May 28 2009

E-Waste: A Scourge on the Third World

by at 2:05 pm under Uncategorized

I would like to promote the tragic consequences of e-waste on developing countries. E-waste (defined as materials left over from our consumer electronic devices such as televisions, computers, cell phones, etc) has developed into a worldwide business, a sort of “reverse value added chain” where each component that has value must first be extracted through “recycling” processes that cause disease, contamination, environmental destruction to those who perform them. The problem is that properly recycling e-waste is an expensive alternative and promoting “re-use” of older computers in schools is often more of a loophole to get rid of truly broken and antiquated technology than a charitable act helping students.

There are four principal actors involved in this issue. First, the consumers, who want to dispose of their decaying technology in the cheapest way possible and are willing to contribute little in order to do this humanely and in an environmentally-friendly manner. Second, the electronics manufacturers, who have primarily joined the fight to protect the third-world from e-waste as a marketing tool. Third, the networks of business that outsource e-waste recycling in order to profit from the individual components of value hidden inside consumer devices (things like gold and copper). And finally, fourth, the individuals, often children, who process e-waste in the Third World as a source of meager income and at the expense of their health and environment.

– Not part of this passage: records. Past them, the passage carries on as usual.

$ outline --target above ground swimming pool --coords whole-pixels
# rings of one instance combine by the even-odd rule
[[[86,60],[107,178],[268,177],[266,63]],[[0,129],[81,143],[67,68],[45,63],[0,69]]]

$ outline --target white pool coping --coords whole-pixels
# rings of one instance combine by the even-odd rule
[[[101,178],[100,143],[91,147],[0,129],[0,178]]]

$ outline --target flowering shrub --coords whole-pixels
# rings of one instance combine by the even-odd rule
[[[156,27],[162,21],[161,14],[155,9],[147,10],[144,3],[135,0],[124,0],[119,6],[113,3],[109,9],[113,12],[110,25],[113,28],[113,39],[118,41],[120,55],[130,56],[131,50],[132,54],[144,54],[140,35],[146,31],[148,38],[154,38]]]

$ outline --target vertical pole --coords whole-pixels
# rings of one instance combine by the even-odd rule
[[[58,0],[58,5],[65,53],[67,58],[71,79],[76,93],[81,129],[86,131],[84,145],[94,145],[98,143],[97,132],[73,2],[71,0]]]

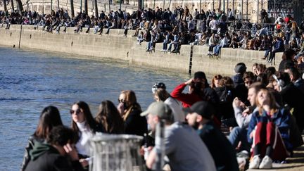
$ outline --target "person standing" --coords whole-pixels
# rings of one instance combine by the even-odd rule
[[[78,134],[80,139],[75,146],[78,151],[80,162],[87,167],[89,157],[88,141],[96,132],[104,132],[104,129],[96,123],[91,113],[89,105],[84,101],[74,103],[70,110],[72,117],[72,129]]]
[[[62,125],[55,127],[49,134],[47,144],[34,144],[25,171],[83,171],[74,146],[77,141],[77,133],[72,129]]]

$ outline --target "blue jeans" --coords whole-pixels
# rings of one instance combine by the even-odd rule
[[[215,55],[218,55],[220,53],[220,51],[222,48],[222,45],[217,44],[217,46],[215,46],[215,47],[214,47],[214,54]]]
[[[251,144],[247,141],[247,129],[239,127],[234,127],[228,137],[229,141],[232,144],[232,148],[235,149],[239,142],[241,142],[241,151],[246,150],[250,151]]]
[[[166,39],[164,40],[163,43],[163,50],[167,50],[167,41]]]

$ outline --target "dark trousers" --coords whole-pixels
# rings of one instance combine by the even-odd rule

The structure of their relationship is very tangental. As Stiglitz discusses in “Development and Its Discontent,” time plays a very detrimental role in the promise of corroboration. Many years can pass between the sale of a consumer electronic device (transacting between the consumer and the manufacturer) and the time of “recycling” of the devices. Often, the company that produced the product may be out of business by the time of recycling. For example, Packard Bell, a very popular computer manufacturer in the early nineties, was nearly out of business in the late nineties when many of its devices began to enter the e-waste market. How can a company in a completely different economic stage deal with products made a decade before? The consumers are separated from the poor in the third world who process their waste by a corporation setup to find loopholes in environmental laws in order to profit. Consumers never see the face at the end of their laziness.

A strategy to start a reversal of this e-waste market is two-pronged. First, education of consumers is paramount for success. The government could mandate electronic companies to include the dangers of e-waste in their marketing material, much as the government mandates public service announcements from broadcast media companies. Second, we can incorporate the cost of proper recycling into the cost of the computers at time of purchase, to eliminate the time-delay that leads to e-waste. Companies could be forced to pickup all e-waste generated by them in exchange for this mandated fee during the purchase of the product. This is similar to the way airlines added a fee for the increase in security costs after 9/11.

The problems of e-waste cannot be solved without a thorough understanding of network that allows it to flourish. Just as Sturgeons acknowledged the complexity of the value chains in the global automotive industry, we must discover the incentives that drive our e-waste into the developing world. Without a strong understanding of this nexus, we cannot break apart current incentives while added alternative routes for profit. Until then, the third world will continue to be exposed to toxins all because of the first world’s laziness.